Effect of human β-globin bacterial artificial chromosome transgenesis on embryo cryopreservation in mouse models
Duangjai Boonkusol A I , Andras Dinnyes B , Tassanee Faisaikarm C , Parisatcha Sangsuwan C , Nathnapith Pratipnatalang D , Mayurachat Sa-ardrit D , Kulnasan Saikhun C , Saovaros Svasti E F , Jim Vadolas G , Pranee Winichagoon E , Suthat Fucharoen E and Yindee Kitiyanant C HA Department of Biology, Faculty of Science, Srinakharinwirot University, Sukhumvit 23, Bangkok 10110, Thailand.
B Molecular Animal Biotechnology Laboratory, Szent Istvan University, 2100, Godollo, Hungary.
C Research Centre on Reproductive Biology of Economically Valuable Animals, Institute of Molecular Biosciences, Mahidol University, Salaya, Nakornpathom 73170, Thailand.
D National Laboratory Animal Centre, Mahidol University, Salaya, Nakornpathom 73170, Thailand.
E Thalassaemia Research Centre, Institute of Molecular Biosciences, Mahidol University, Salaya, Nakornpathom 73170, Thailand.
F Department of Biochemistry, Faculty of Science, Mahidol University, Rama VI Road, Bangkok 10400, Thailand.
G Cell and Gene Therapy Research Group, The Murdoch Childrens Research Institute, The University of Melbourne, Royal Children’s Hospital, Flemington Road, Parkville, Vic. 3052, Australia.
H Department of Anatomy, Faculty of Science, Mahidol University, Rama VI Road, Bangkok 10400, Thailand.
I Corresponding author.
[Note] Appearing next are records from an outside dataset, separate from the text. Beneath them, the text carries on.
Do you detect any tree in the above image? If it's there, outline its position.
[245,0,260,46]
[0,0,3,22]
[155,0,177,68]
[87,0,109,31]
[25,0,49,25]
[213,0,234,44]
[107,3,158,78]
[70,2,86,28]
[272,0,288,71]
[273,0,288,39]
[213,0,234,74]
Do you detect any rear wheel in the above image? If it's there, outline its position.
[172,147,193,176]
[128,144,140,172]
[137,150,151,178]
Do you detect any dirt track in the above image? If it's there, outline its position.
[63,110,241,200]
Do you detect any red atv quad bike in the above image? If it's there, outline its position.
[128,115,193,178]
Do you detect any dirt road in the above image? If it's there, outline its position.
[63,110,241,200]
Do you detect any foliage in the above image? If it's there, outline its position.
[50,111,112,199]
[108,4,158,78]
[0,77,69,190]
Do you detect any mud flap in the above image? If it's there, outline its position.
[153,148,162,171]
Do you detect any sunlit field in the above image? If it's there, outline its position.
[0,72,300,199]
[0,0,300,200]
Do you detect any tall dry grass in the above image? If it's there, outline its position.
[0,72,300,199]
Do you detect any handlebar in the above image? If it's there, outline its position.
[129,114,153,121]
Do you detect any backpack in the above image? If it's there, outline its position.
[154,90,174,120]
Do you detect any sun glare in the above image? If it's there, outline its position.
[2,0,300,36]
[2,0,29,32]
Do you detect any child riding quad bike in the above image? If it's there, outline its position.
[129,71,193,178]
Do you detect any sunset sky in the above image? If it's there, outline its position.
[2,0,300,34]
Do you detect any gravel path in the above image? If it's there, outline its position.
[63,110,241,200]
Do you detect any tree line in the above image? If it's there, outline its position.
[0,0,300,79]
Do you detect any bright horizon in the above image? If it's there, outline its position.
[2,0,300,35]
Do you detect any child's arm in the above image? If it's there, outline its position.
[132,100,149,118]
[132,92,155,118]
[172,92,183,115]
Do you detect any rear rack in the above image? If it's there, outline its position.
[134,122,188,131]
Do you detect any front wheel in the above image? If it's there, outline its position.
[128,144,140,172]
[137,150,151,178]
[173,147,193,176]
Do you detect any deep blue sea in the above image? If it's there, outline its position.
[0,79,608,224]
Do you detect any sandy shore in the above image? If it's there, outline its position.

Email: ngamsomd@yahoo.com
Reproduction, Fertility and Development 22(5) 788-795 https://doi.org/10.1071/RD09128
Submitted: 28 May 2009 Accepted: 28 October 2009 Published: 7 April 2010
Abstract
The purpose of the present study was to investigate the efficiency of embryo cryopreservation for four transgenic (TG) thalassaemic mouse strains, which is a key element of the ongoing gene banking efforts for these high-value animals. Heterozygous TG embryos were produced by breeding four lines of TG males to wild-type (WT) females (C57BL/6J). Intact two-cell embryos were cryopreserved by vitrification in straws using 35% ethylene glycol. Survival rates of cryopreserved embryos ranged between 91.1% (102/112) and 93.6% (176/188) without significant differences between the lines. In contrast, the paternal line had a significant effect on the development of these embryos to the blastocyst stage, which ranged from 50.6% (92/182) to 77.5% (79/102). This effect was also noted following embryo transfers, with implantation rates varying from 17.3% (19/110) to 78.1% (35/45). The results demonstrate that the in vivo developmental potential is significantly influenced by TG line and reveal a specific line effect on cryosurvival. All bacterial artificial chromosome transgenic fetuses developed from vitrified–warmed embryos showed expression of the human β-globin transgene. In conclusion, the present study shows a strong TG line effect on developmental competence following cryopreservation and the vitrification method was successful to bank the human β-globin TG-expressing mouse strains.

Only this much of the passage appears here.